Glad Hatters Millinery business is heads-up

April 06, 1995|By Vida Roberts | Vida Roberts,Sun Fashion Editor

Milliners have a mission. That is to restore hats to the status they had 40 years ago when women were defined by their hats. Today, however, milliners place emphasis on well-being rather than fancy. They want to bring us to the belief that wearing the right topper goes a long way toward building positive thinking. They may have something there. Like many other old remedies that prove to be effective, a hat regimen could be the answer to lingering winter glums.

So here we are in the middle of Straw Hat Week, which the millinery industry has designated as the time to put away wool caps and felt fedoras, and the cold hangs on. Undaunted, two hatmakers new to the Baltimore scene look to the salutary side. Their hat treatments can cost from $40 to $400 -- much less than a spa and they last for years.

Kit Fellows has been busy preparing her customers for the fresh air and blossoms that spring up in celebration of Easter and Passover.

At Kit's Millinery Salon and Supplies in Pomona Square, hat believers have been preparing.

"I sell designer hats and hats of my own invention, but many of my customers bring in straw bodies and we trim them up," she says. "I also refurbish a lot of old hats. They have so much #F character, it's a shame to let them go."

Ms. Fellows isn't so much concerned about where hats come from, only that they be worn, and worn beautifully.

"I cultivate my clients," she says. "Some people coming in here don't have anyone to take them across the hat threshold. Mother used to show us, but many younger women now don't know how to do it."

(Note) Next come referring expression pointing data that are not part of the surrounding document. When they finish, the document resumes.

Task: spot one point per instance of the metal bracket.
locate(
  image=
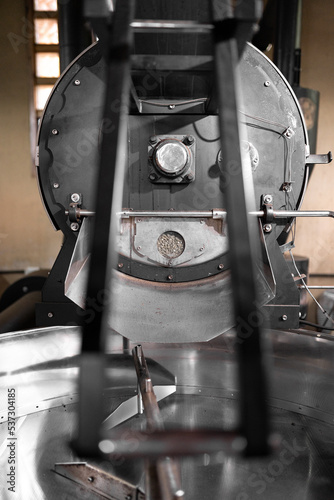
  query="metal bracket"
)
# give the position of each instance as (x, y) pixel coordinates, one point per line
(267, 205)
(99, 481)
(319, 159)
(75, 204)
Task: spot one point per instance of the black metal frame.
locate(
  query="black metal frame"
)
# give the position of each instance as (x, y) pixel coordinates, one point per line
(254, 422)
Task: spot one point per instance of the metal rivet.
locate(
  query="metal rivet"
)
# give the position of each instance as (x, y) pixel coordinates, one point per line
(75, 197)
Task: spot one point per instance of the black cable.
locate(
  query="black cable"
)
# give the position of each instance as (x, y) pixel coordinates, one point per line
(303, 322)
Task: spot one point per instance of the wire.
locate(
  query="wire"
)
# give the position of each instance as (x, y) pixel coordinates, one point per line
(258, 118)
(309, 323)
(309, 291)
(176, 103)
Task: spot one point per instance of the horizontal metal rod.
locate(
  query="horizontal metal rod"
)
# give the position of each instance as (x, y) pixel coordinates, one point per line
(180, 442)
(317, 287)
(215, 213)
(140, 26)
(300, 213)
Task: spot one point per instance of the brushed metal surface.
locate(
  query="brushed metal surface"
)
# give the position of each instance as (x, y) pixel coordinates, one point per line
(301, 404)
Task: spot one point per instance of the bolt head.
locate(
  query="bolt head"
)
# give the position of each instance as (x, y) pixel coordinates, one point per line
(75, 197)
(190, 139)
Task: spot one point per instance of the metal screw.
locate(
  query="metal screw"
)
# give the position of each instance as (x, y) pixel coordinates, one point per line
(75, 197)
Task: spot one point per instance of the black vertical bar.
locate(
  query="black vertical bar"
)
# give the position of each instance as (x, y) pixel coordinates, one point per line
(70, 28)
(243, 234)
(285, 42)
(116, 47)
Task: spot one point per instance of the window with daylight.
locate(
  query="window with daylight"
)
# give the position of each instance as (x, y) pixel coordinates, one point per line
(46, 50)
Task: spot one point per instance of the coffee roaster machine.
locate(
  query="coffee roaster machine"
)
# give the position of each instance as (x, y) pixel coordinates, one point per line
(174, 158)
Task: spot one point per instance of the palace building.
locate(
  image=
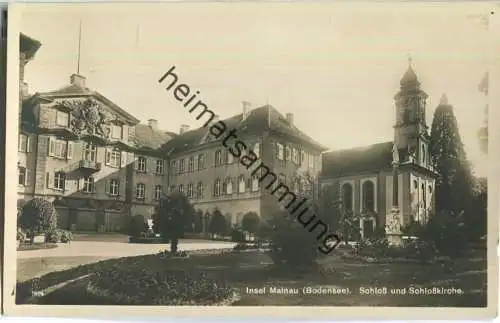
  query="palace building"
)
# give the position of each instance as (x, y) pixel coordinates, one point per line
(387, 184)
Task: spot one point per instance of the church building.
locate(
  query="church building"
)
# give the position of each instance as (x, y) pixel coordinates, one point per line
(386, 185)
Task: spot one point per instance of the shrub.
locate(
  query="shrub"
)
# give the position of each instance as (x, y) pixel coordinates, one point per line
(291, 244)
(38, 216)
(250, 222)
(21, 235)
(137, 226)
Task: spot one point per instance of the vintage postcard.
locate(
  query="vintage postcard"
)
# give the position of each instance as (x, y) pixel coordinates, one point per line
(302, 160)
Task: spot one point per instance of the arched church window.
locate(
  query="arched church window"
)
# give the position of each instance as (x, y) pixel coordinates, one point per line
(424, 197)
(347, 196)
(368, 196)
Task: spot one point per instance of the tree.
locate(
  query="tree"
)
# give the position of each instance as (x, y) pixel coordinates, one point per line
(137, 226)
(198, 221)
(218, 223)
(454, 182)
(480, 208)
(250, 222)
(38, 216)
(292, 246)
(171, 216)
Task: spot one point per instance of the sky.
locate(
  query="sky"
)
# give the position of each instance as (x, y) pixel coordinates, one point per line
(335, 67)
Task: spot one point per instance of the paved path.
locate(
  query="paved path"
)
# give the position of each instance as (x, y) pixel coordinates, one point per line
(110, 250)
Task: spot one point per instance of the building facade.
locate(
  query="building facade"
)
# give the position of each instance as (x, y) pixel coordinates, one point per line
(204, 170)
(90, 157)
(390, 178)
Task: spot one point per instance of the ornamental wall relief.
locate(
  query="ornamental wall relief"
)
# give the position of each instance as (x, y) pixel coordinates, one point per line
(89, 117)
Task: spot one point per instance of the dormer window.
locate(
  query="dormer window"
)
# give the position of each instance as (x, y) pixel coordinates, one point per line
(423, 154)
(62, 119)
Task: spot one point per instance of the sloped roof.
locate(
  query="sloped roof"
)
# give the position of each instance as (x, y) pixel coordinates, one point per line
(360, 159)
(256, 122)
(149, 138)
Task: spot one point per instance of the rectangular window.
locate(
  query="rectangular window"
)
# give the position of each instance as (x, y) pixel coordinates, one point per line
(191, 164)
(88, 184)
(158, 192)
(159, 167)
(22, 175)
(201, 161)
(141, 164)
(62, 119)
(89, 152)
(60, 149)
(173, 167)
(311, 161)
(182, 166)
(140, 191)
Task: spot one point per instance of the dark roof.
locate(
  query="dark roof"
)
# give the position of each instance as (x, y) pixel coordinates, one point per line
(149, 138)
(255, 123)
(360, 159)
(74, 90)
(28, 46)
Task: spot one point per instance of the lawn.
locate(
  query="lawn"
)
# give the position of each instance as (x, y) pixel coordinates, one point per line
(255, 270)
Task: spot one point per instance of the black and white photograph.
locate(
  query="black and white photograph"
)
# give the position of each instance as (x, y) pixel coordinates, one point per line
(248, 156)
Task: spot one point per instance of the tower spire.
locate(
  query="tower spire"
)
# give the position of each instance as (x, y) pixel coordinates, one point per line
(79, 48)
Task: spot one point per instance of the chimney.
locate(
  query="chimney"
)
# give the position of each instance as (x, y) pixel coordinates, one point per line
(77, 80)
(247, 106)
(153, 124)
(184, 128)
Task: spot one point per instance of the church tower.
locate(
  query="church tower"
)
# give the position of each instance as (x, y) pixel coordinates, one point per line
(411, 130)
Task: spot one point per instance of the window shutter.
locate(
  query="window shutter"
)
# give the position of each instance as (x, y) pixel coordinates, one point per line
(107, 156)
(123, 159)
(69, 152)
(52, 146)
(50, 180)
(28, 143)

She builds confidence. She coaches.

"I start them out with a small brim and when they start feeling comfortable and used to wearing hats I take them into something more dramatic."

It's not just a fashion statement she encourages, however, but the sense of well-being hats bring to a woman.

"Fine hats are certainly expensive," she says, "but people should see them as an investment in health, physical and mental. Many women are going back to hats for health reasons; they have to stay out of the sun, and hats are absolutely essential to women who suffer hair loss because of chemotherapy."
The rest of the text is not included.